2.Therapies developed by doctors and scientists from March until today, with bloody work, have significantly reduced mortality. But hospitals are still full. Queues are in front of the doors of clinics and hospitals all day and night. Even with that better therapy, people are dying on all sides. You don't have to believe anyone's word about it, all you have to do is count the death certificates or take a walk in front of the ambulance and see the lines with your own eyes.

It's never been like this with a single flu. This is not "just a cold," and it's not a naive thing. It is time to put those stories aside, because they are dangerous to health.

  1. Scientific studies show that a large number of people, perhaps up to 20% of those who had significant symptoms, survive the disease, but with damage to the lungs, heart, kidneys, vascular system, and occasionally the brain. This is not the first time we have seen something like this: the current epidemic is very similar in many parameters to the Spanish flu epidemic that hit the world in 1918-1920. People with similar consequences as we see today buried neurological, cardiac, and pulmonary clinics until the 1950s.

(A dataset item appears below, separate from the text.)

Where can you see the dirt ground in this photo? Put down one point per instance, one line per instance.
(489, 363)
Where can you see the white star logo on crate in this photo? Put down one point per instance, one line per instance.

We can expect that those who get the virus will live shorter on average, be sicker, develop various chronic diseases earlier in life, and that we will generally have more disabled people over the next few decades.

  2. In cases where problems with vaccines were detected, these problems occurred no later than three months after vaccination. In fact, 99% of the side effects of the vaccine occur either within a few days or a maximum of the first two weeks after vaccination (which is the period during which the body actually responds to the vaccine). Therefore, if the vaccine is given to tens of thousands of people, and if after three months there are no signs of major problems, the chances are very small that something very bad has been hidden.

  3. RNA vaccines are a new technology. Personally, I am not afraid of them, since I know the technology by which they are made. But I realize that many people find it intimidating to take something new.

If you have been healthy so far, your choice is this: you can take the vaccine, and risk its side effects. Or you can wait to get the virus, and risk the side effects of the infection. There is no risk-free option. You can only choose which risk you want.

It is important to know that the absolutely worst vaccines we have ever had had effects that were nowhere near the effects of the virus. For it to make sense to choose a virus instead of a vaccine, SARS-CoV-2 vaccines would have to be thousands of times worse than the worst ever made in history.